"Based on the true story of a group of French monks who got caught up in the crossfire of the Algerian Civil War of the 1990s, Of Gods and Men is an exquisitely rendered depiction of this profound tragedy," finds Michael Tully at Hammer to Nail. "Fearing for their lives and ordered to leave by the Algerian authorities, the monks decide to stick around as a gesture of solidarity with the local population, with whom they've become emotionally attached. Yet even these pious men are no match for the violence that surrounds them."
"The story couldn't be timelier and [Xavier] Beauvois knows it," writes Vadim Rizov for the L: "perhaps that's why there's no overt indication of time and place. Conveniently, the head monk is named Christian (Lambert Wilson), and he runs his monastery as a community-interfaith-strengthening-type venture, studying the Koran and providing medical care for the locals. Trouble comes with guns, beards and perversions of Islamic intent, scrupulously decried by the locals. 'They haven't read the Koran!' one fulminates — a point somewhat undermined when Christian trades quotations with a fierce bandleader who storms the monastery with arms, demanding care. He leaves in peace, won over by Christian's parallel devotion; those who succeed him don't even have that scruple, an ambiguity the film glosses over."

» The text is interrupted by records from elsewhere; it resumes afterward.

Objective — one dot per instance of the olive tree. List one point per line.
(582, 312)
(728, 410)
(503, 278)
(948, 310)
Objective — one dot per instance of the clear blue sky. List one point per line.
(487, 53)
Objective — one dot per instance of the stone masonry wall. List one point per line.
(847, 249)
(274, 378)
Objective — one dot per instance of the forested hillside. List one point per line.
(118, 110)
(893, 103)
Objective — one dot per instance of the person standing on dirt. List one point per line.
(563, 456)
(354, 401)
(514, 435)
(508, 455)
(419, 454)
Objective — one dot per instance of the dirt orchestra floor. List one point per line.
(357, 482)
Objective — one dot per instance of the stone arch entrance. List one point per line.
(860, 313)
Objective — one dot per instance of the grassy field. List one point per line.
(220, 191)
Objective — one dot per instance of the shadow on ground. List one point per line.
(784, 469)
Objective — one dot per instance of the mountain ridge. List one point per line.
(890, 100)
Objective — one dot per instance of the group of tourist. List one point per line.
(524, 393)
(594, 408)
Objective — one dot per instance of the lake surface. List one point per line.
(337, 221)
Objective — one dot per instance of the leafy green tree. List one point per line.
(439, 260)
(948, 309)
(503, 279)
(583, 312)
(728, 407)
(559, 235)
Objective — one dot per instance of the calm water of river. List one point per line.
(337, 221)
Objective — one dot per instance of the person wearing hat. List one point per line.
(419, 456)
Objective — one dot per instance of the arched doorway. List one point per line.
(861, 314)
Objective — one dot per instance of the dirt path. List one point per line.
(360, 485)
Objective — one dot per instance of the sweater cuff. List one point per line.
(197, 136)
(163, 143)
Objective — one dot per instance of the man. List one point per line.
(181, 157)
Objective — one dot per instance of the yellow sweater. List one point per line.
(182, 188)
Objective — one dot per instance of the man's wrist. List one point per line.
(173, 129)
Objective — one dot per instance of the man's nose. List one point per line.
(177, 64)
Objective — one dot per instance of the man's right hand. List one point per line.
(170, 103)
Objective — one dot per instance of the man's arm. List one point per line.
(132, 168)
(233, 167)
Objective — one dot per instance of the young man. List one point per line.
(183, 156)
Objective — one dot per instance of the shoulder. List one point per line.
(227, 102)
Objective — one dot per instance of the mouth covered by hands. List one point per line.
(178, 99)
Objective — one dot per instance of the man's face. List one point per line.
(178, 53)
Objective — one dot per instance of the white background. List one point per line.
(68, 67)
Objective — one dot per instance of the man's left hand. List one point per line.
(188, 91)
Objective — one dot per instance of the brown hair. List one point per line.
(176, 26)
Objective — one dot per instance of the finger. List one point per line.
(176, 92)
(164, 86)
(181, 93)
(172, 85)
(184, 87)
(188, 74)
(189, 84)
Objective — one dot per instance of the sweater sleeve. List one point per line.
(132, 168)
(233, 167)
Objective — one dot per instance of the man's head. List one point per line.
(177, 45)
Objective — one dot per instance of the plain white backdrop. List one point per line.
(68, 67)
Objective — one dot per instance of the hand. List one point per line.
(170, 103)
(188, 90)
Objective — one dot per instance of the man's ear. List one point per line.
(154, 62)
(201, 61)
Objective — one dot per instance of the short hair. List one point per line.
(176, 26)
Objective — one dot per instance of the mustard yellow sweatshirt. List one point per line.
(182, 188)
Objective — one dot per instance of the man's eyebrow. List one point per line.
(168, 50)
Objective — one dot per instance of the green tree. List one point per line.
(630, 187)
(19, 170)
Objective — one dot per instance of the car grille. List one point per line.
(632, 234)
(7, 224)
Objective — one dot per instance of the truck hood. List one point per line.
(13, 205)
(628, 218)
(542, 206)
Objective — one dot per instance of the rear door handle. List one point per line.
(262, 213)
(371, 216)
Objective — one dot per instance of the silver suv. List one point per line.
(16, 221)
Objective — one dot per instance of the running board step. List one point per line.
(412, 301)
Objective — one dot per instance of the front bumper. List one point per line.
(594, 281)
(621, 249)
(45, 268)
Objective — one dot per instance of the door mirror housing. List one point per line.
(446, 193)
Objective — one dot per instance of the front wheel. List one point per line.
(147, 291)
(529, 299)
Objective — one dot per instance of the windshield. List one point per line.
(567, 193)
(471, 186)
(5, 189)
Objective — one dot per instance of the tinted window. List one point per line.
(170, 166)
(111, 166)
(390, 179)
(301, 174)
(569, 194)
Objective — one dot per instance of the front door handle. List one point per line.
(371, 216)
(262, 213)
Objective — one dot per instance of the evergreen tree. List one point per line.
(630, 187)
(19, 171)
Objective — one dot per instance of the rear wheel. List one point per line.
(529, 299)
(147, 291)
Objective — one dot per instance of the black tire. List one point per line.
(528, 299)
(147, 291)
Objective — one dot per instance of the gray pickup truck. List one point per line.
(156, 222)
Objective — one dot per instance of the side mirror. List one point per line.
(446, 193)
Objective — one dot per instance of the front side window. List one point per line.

"The clash between the monks' hopes for the future and the despair that immediately surrounds them is irreducibly knotty and it instigates a moving, almost dialectical aesthetic," writes Simon Abrams for the New York Press. "It's to [screenwriter Etienne] Comar and Beauvois's great credit that the film never boils down to academic didacticism, mostly thanks to their deeply felt sense of empathy. A celebratory scene where the monks' tentative feelings of bonhomie dissipates into tears and uncertain looks over the course of a series of close-ups is, on the outset, incredibly naive. But it's realized with such conviction that the scene becomes a shrewd, quietly externalized struggle."
"In his last film, 2005's Le Petit Lieutenant, Beauvois used deliberate pacing and a sense of distance to great effect," writes Time Out New York's David Fear. "The slow, shuffling moodiness of this occasionally violent parable, however, turns it into an action movie only an abbot could love. Still, it's worth slogging through the sluggishness for two breathtaking scenes: a 'last supper' involving Swan Lake, and a holy-shit climactic march of angels into a heavenly mist."
"I walked out of Of Gods and Men convinced I hadn't liked it." But by the end of a subway ride — and his review for the House Next Door — Aaron Cutler's changed his mind.
Earlier: Reviews from Cannes, where, for Daniel Kasman, it was "one of the growers of the festival." And Glenn Kenny: "Neither a searing, transcendent masterwork nor a mere sampling of French cinematic vin ordinaire, Xavier Beauvois' latest feature is a scrupulous, intelligent, engaging and sometimes quite moving account of what some might call inadvertent martyrdom."